Assistant Research Scientist Ben Ettelman and his team of Texas A&M Transportation Institute (TTI) researchers studied these trends and their implications in Identifying Transportation Solutions That Promote Healthy Aging for Texans. As their report illustrates, a lack of needed transportation services for aging Americans contributes to a reduced quality of life.
“The travel patterns and needs of older adults change significantly as they continue to age,” says Ettelman. “And research shows that a loss of independent mobility and the ability to age in place is linked to depression, isolation and reduced quality of life.”
Travel by personal auto is the preferred mode for all demographic groups, but aging creates driving performance issues, from reaction time to vision loss to judgment impairment, that develop naturally.
New technologies are enhancing how anyone can access transportation services, making it easier for the older population to age in place with greater health confidence, especially since three-fourths of people over 60 plan to stay in their current homes for the rest of their lives, according to a 2015 survey conducted by the National Council on Aging.
Transportation network companies (like Uber and Lyft) constitute an app-based, on-demand ride service, and some providers have launched programs tailored specifically to older adults. Though they may not be financially feasible for some, these services can fill gaps and reduce reliance on family or volunteer drivers.
Although associated costs and the need for special instruction may create barriers to their use, advanced vehicle technologies hold the promise to enhance safety while allowing some older drivers to spend more years behind the wheel.
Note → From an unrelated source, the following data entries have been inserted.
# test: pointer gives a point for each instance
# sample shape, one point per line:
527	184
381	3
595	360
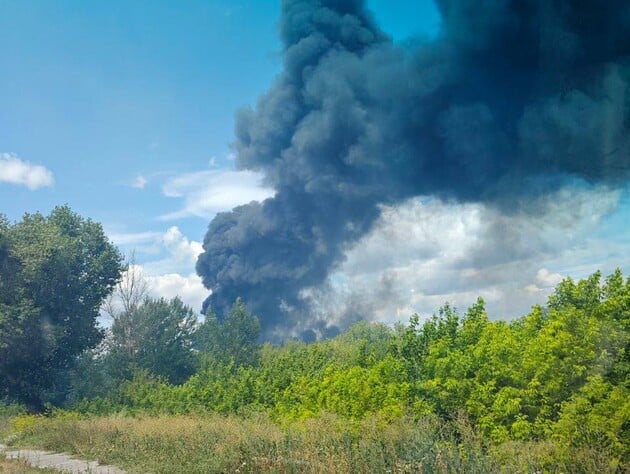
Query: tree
157	336
234	339
55	272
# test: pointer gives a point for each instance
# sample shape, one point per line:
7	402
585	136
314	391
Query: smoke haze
512	101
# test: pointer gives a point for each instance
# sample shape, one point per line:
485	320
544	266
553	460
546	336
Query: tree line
560	374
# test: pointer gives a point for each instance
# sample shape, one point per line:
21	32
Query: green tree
233	339
156	336
55	272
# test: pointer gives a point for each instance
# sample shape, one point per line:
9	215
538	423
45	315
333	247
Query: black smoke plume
513	99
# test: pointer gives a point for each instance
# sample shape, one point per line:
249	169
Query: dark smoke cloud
511	101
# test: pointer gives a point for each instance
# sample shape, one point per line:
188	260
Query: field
328	444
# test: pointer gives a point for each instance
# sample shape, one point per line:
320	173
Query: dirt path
59	461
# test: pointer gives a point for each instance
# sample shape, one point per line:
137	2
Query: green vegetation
549	391
55	272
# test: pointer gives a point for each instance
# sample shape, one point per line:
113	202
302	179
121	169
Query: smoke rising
512	100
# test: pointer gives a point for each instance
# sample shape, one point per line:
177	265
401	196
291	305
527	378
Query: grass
9	466
328	444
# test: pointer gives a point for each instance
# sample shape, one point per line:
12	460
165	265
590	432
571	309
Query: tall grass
327	444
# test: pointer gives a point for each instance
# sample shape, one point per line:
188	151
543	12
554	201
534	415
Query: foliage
231	339
55	271
156	336
545	392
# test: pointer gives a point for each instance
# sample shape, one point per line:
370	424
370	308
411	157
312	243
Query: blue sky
125	111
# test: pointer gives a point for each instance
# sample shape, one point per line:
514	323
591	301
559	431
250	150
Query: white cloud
16	171
133	238
207	192
169	270
424	253
188	287
139	182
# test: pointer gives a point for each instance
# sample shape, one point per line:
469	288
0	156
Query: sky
126	112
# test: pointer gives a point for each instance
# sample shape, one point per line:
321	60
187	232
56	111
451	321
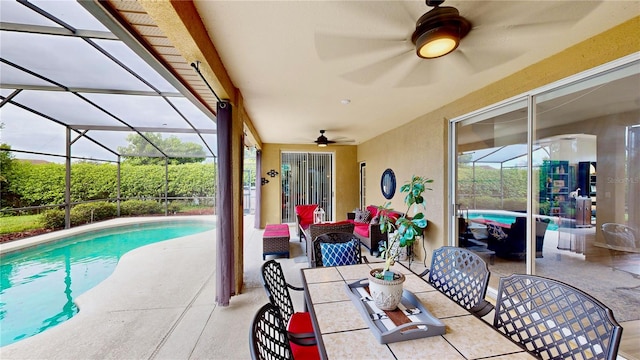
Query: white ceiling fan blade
546	16
334	47
371	73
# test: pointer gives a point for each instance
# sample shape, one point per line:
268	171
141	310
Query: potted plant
385	286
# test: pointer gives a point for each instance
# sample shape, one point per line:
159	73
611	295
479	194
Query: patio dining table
343	333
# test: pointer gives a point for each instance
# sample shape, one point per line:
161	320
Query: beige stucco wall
346	179
420	147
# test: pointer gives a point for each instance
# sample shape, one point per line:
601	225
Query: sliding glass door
549	184
307	178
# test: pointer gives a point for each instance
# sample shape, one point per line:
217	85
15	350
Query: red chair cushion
300	323
306	213
361	229
373	210
304	352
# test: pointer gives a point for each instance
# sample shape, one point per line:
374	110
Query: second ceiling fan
323	141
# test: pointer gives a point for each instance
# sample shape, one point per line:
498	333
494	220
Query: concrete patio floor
160	304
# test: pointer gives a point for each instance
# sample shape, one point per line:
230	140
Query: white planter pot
386	294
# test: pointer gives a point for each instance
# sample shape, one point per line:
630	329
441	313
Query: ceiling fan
323	141
479	36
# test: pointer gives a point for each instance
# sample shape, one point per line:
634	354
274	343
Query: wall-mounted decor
388	184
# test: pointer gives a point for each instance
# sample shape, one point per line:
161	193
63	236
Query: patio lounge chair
461	275
336	249
316	230
551	319
298	324
268	338
304	217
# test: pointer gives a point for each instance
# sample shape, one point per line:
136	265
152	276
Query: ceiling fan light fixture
322	140
437	42
439	31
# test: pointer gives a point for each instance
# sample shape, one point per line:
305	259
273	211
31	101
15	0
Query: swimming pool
38	284
501	216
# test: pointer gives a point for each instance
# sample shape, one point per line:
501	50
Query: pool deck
160	304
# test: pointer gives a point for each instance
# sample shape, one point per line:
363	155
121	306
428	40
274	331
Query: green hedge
29	184
53	219
140	207
91	212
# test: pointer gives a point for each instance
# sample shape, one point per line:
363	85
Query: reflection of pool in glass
501	216
38	284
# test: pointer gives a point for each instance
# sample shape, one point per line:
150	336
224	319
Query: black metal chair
461	275
298	324
336	238
316	230
551	319
268	338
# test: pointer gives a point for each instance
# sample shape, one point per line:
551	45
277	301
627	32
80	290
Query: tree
143	153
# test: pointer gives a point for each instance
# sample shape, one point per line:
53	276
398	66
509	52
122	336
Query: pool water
503	218
38	284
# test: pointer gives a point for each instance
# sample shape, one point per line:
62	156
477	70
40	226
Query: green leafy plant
403	231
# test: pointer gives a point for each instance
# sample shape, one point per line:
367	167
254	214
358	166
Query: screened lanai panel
14	76
88	150
24	130
14	12
183	145
196	117
65	107
70	61
71	12
118	142
140	111
124	54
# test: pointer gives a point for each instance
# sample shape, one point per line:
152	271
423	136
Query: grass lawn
14	224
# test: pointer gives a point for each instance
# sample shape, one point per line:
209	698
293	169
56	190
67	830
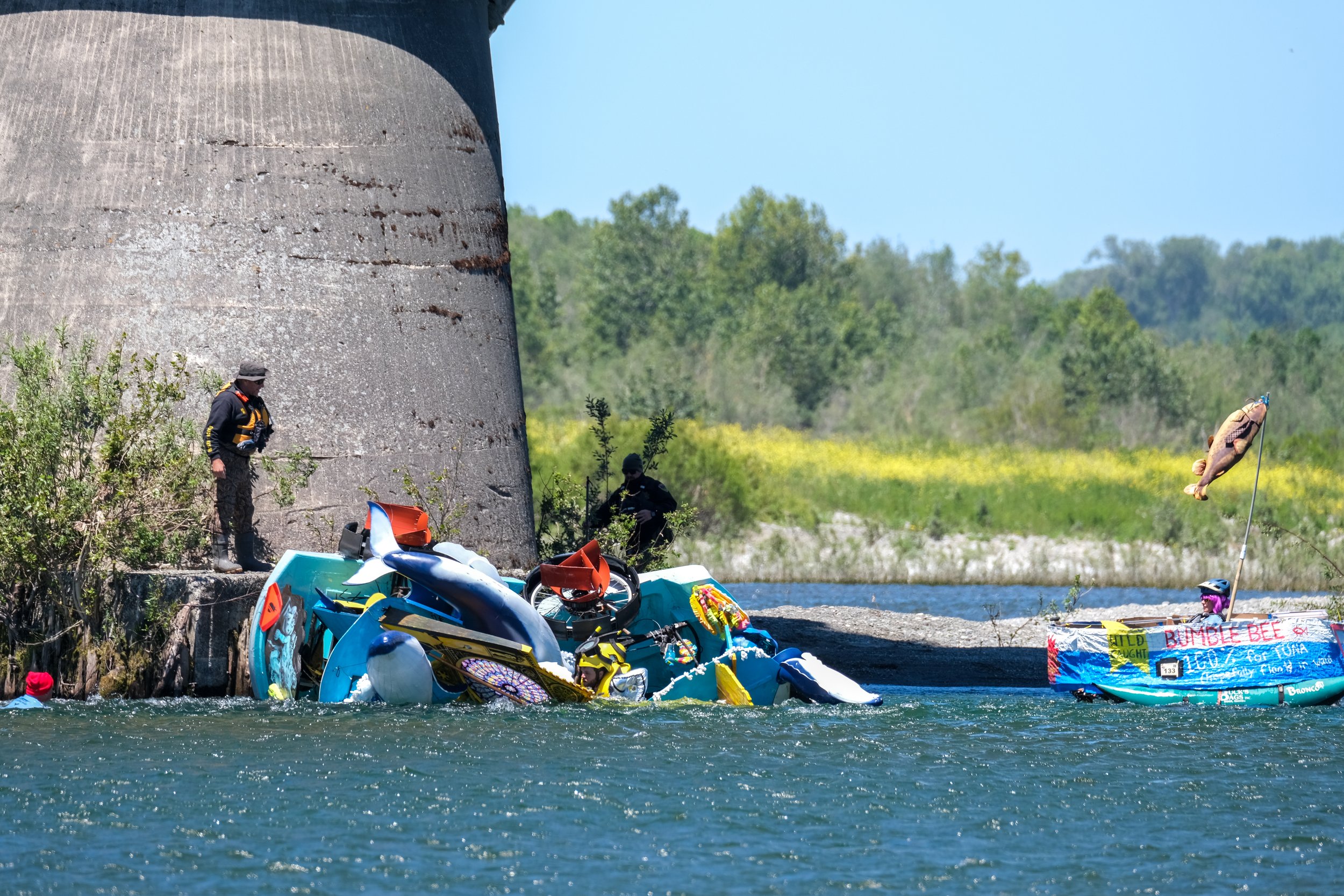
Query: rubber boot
248	554
219	561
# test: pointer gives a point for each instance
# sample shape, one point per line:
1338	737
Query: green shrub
97	470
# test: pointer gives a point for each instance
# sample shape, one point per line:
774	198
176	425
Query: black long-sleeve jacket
646	493
234	420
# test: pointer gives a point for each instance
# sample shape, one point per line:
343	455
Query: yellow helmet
609	661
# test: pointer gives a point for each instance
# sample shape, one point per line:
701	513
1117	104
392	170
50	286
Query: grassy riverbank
924	492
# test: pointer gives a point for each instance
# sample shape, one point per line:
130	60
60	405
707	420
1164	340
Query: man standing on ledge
238	428
644	499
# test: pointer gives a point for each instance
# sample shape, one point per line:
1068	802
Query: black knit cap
251	371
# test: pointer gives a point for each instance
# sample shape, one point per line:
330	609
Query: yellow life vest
257	418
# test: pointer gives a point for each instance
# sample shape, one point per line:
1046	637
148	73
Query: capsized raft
321	615
1291	658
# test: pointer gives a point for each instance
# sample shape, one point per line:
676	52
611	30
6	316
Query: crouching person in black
648	501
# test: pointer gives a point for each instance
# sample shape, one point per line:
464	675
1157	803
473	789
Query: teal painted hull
1303	693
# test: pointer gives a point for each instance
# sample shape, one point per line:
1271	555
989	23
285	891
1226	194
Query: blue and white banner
1246	653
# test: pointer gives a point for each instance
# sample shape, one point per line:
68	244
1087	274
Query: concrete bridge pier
311	183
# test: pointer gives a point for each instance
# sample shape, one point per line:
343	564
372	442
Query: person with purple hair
1213	601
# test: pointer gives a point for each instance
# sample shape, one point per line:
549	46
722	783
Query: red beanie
39	684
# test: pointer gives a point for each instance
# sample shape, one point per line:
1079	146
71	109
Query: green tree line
776	319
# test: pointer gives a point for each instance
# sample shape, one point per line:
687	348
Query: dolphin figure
485	604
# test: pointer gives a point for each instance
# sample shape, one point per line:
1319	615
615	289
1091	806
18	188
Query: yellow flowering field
742	476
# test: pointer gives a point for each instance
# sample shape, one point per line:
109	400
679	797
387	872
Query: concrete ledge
162	633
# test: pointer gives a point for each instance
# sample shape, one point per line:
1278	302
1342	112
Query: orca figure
399	671
484	602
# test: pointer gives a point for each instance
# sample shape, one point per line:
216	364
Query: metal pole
1241	561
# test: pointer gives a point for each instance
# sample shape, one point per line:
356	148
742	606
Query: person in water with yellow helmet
603	669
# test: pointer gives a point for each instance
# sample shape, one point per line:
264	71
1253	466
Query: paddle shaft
1241	561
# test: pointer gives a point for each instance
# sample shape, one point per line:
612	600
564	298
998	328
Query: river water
964	601
940	790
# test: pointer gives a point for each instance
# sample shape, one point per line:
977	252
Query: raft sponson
1303	693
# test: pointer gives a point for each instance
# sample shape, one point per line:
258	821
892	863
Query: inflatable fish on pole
1229	445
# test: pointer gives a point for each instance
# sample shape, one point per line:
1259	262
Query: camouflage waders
234	512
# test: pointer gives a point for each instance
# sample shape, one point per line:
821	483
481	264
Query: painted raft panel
1246	653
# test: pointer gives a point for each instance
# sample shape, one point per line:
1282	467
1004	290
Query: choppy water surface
964	601
988	792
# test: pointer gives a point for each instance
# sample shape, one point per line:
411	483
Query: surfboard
453	644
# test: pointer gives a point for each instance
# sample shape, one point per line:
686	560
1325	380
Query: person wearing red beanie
37	692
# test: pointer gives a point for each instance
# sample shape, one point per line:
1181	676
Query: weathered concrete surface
316	184
119	650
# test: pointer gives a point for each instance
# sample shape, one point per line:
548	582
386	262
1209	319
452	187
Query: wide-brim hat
251	371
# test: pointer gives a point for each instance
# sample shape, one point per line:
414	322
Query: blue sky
1043	125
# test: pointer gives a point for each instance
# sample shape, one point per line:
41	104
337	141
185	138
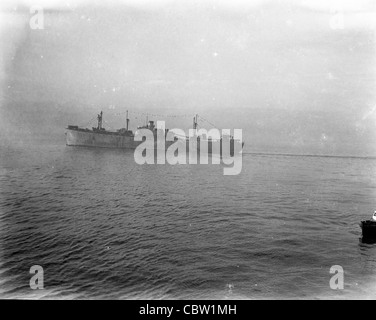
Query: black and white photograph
187	150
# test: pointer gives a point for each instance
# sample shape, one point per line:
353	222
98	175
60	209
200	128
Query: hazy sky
283	71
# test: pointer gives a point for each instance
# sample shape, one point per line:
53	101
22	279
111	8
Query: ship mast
195	119
100	119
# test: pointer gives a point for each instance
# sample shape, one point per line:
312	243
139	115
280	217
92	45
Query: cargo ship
123	138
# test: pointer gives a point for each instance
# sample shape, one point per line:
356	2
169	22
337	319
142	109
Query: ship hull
87	138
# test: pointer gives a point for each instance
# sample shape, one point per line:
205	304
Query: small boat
369	228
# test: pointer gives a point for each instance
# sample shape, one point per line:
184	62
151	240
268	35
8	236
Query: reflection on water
103	227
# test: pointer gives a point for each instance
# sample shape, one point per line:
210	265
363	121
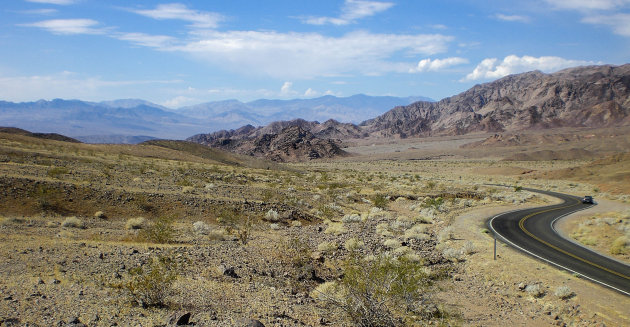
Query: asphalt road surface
532	231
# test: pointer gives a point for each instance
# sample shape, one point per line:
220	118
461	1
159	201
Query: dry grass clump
72	222
272	215
383	229
351	218
201	228
446	234
417	232
135	223
353	244
327	246
335	228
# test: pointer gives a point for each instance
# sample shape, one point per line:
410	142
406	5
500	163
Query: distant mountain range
133	120
593	96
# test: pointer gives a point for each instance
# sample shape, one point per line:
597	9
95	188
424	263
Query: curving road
532	231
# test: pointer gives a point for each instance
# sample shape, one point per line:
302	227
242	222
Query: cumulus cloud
351	11
492	68
512	18
68	26
146	40
181	12
287	89
428	64
311	93
69	85
54	2
620	23
588	5
306	55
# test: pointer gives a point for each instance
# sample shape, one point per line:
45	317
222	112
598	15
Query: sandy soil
490	294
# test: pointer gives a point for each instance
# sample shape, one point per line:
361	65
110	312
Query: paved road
531	231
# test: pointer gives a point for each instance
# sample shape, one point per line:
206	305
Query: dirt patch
488	291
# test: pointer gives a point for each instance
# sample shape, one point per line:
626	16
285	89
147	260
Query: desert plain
173	233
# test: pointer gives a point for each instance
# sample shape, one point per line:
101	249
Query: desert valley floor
174	233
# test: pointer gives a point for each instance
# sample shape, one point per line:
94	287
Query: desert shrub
620	245
535	290
433	202
446	234
391	243
452	254
327	246
57	171
379	201
469	248
383	229
563	292
353	244
160	231
351	218
150	285
335	229
201	228
72	222
272	215
236	222
384	291
135	223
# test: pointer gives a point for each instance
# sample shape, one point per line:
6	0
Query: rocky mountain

A few examples include:
- Lane departure warning systems track a vehicle’s distance to pavement lane markings and provide both visual and auditory alerts when the vehicle drifts, decreasing the risk of a collision.
- Adaptive cruise control can help drivers avoid crashes by monitoring the buffer distance between cars and changing speeds to maintain proper distance.
- Adaptive headlight systems, or smart headlights, can turn lights toward a curve’s direction, automatically dim high-beam headlights, and make adjustments to allow for oncoming traffic.
- In-vehicle information systems can make drivers aware of congestion and traffic incidents nearby.
The rapid expansion of online shopping and home-delivery services represents other areas of opportunity for health-conscious older Americans who lack reliable transportation. For a modest cost, popular services such as Amazon Prime and Instacart deliver groceries and other staple items directly to your doorstep, and many pharmacies even deliver prescriptions.
Technology will continue to play a major role in allowing older adults to healthily age in place, Ettelman says, especially where access to needed transportation services is limited. However, where transportation and health are concerned, technology can be a double-edged sword. Advancements like online virtual doctor visits can ameliorate the isolation that older people may face by providing a form of connection. At the same time, such services could exacerbate that seclusion by inadvertently reinforcing it, if the connection lacks direct human contact. When emerging technologies that solve the core of the access problem (i.e., access to goods and services) create increased isolation of older adults, that can lead to greater mental health challenges.
“These technologies certainly help improve the quality of life of our aging population,” Ettelman says. “But they cannot replace the components of healthy aging that the access to independent mobility provides: civil and social engagement, self-reliance, and direct human connection.”